To experience non-verbal learning by copying old masters.
To learn art historical methods of modeling the figure
To transfer relevant master techniques to contemporary practice
Copies of old master drawings from Learning Anatomy from the Great Masters by Robert Beverly Hale
Vellum paper for tracing
Soft graphite and white pastel pencil
Play one of the Robert Bevely Hale video segments on YouTube for student to see masterful instruction on master techniques
Distribute master drawing copies
Direct student to all copy the same drawing
After set time (20 minutes) exhibit all drawings on the board and discuss the translation of master techniques into the student drawings.

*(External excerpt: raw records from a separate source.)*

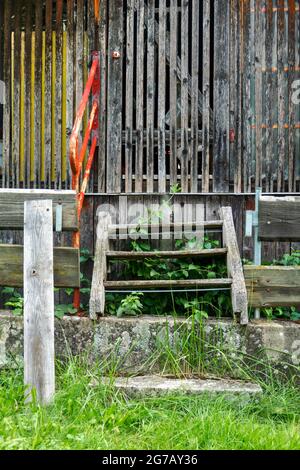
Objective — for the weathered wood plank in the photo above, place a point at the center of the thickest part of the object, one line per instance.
(292, 41)
(273, 286)
(279, 218)
(7, 93)
(140, 81)
(48, 99)
(28, 78)
(66, 266)
(194, 283)
(16, 97)
(162, 97)
(215, 224)
(185, 150)
(12, 206)
(195, 44)
(129, 95)
(58, 95)
(281, 96)
(221, 96)
(39, 368)
(97, 299)
(150, 95)
(234, 266)
(258, 92)
(114, 98)
(206, 96)
(173, 92)
(235, 157)
(70, 79)
(38, 94)
(268, 100)
(102, 41)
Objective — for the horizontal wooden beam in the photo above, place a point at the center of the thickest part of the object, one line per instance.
(166, 254)
(12, 207)
(279, 218)
(273, 286)
(164, 284)
(66, 266)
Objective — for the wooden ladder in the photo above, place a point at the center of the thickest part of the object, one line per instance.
(103, 255)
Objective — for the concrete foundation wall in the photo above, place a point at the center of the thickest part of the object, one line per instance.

Ask students to determine what to focus on in next drawing.
Repeat for the other 2 drawings.
Save time for some quick life sketches of students posing for each other.
Facilitate comments on what student learned from the great masters.
Jack's use of strong lines and varied line quality gives his work a very animated look with a dramatic Gestalt. His range of values is limited in a positive way. Today my work has improved in the relationships of muscles to the overall proportion of the figure which makes it more realistic from an anatomical perspective. "Cheating" from the old masters has given me greater confidence in drawing figures. - Lisa L
I learned mostly from the masters during the line tracings is relationship of each muscle, in each piece of work the models were in different positions, which called for different value and contrast on each muscle. They also showed chiaroscuro on each object in the work which will help me add depth to my art pieces. - Randy Q
TIMING: I have never done master copies with my students before but the result was profound. I believe that using the copying lesson after the mid term is important. It is key to first study basic anatomy and blocking in techniques. After anatomy and blocking in, student have the foundations to apply what they learn from master copies. I plan to use this lesson in classes in the future.
CONFIDENCE: The students built their confience during the master copies. They knew the theory of chiaroscuro and blocking in but had not seen it done at the highest level. They were primed with enough information about drawing to absorb the master level approaches and integrate them into their practice.
NON-VERBAL LEARNING: When I asked in critique what they had learned they were speechless. I honored the quiet and called their experience "non-verbal learning" and let them meditate on how their drawing changed by copying from the masters.